SOURCE: Pew Research Center’s Internet & American Life Reading Habits Survey
With the rise of technology, the cultural shift from print to electronic media was inevitable. Along with it, comes a more debatable topic on whether the former is better than the latter.
An interview with a couple of teenagers and young adults revealed some astonishing insights.
Q: Why are young people—who are accustomed to doing most things on screens—resistant to e-books?
Adam Iacono: I think distraction is the biggest factor on the being resistant to ebooks. A lot of times our mind get pulled away on many other things, that ultimately stops us from paying attention to what we were reading.
Nick Elegant: For me, it has always been with the problem of eye strain and headaches and physical discomfort.
Q: Do students feel like they’re learning more when they actually read books in print, but do we know whether they actually retain more?
Nishanth Mudkey: I think it doesn’t matter, as long as they read with genuine interest. But yes there is a sense of accomplishment when I finish a book and I want to see it on the shelf.

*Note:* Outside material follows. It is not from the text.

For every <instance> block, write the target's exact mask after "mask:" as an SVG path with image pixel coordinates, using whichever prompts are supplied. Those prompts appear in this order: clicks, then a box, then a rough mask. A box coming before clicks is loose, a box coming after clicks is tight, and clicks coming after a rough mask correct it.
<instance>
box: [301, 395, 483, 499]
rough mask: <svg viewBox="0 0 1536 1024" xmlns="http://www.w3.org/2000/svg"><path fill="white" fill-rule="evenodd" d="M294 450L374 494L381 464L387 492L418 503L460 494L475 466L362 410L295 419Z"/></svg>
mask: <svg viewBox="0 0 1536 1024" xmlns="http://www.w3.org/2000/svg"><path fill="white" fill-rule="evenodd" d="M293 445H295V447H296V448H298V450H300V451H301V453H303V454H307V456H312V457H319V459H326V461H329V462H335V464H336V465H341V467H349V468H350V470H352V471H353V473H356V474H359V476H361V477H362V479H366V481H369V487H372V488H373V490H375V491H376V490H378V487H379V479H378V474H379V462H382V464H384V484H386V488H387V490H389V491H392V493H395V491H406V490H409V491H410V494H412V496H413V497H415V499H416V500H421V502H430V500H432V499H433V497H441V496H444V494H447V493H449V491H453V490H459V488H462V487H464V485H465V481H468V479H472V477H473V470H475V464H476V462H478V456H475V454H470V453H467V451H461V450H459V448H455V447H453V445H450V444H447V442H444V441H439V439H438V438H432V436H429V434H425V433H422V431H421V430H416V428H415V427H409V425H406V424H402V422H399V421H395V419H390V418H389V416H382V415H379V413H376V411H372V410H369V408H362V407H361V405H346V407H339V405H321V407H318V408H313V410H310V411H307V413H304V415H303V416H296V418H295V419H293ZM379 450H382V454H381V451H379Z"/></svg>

Q: Do e-books make reading a more social, less personal experience?
Vanessa Lee: If you’re annotating on a Kindle, on a Kobo, you see—you know how many people thought that word was really important, or maybe everybody else liked this passage. If we sat and thought about it, what we think the author has to say. … Rather, we’re just trying to present ourselves or fit in.
Q: Why do students buy e-books ?
Mathew Williams: Price. I’d like to have the print version, but the electronic version is so much less expensive.
Niloufar Lajevardi: One of the reasons I think could be to save the environment. The idea of making a difference in the world by condemning the use of paper through reading electronic media can be seen as doing a noble work.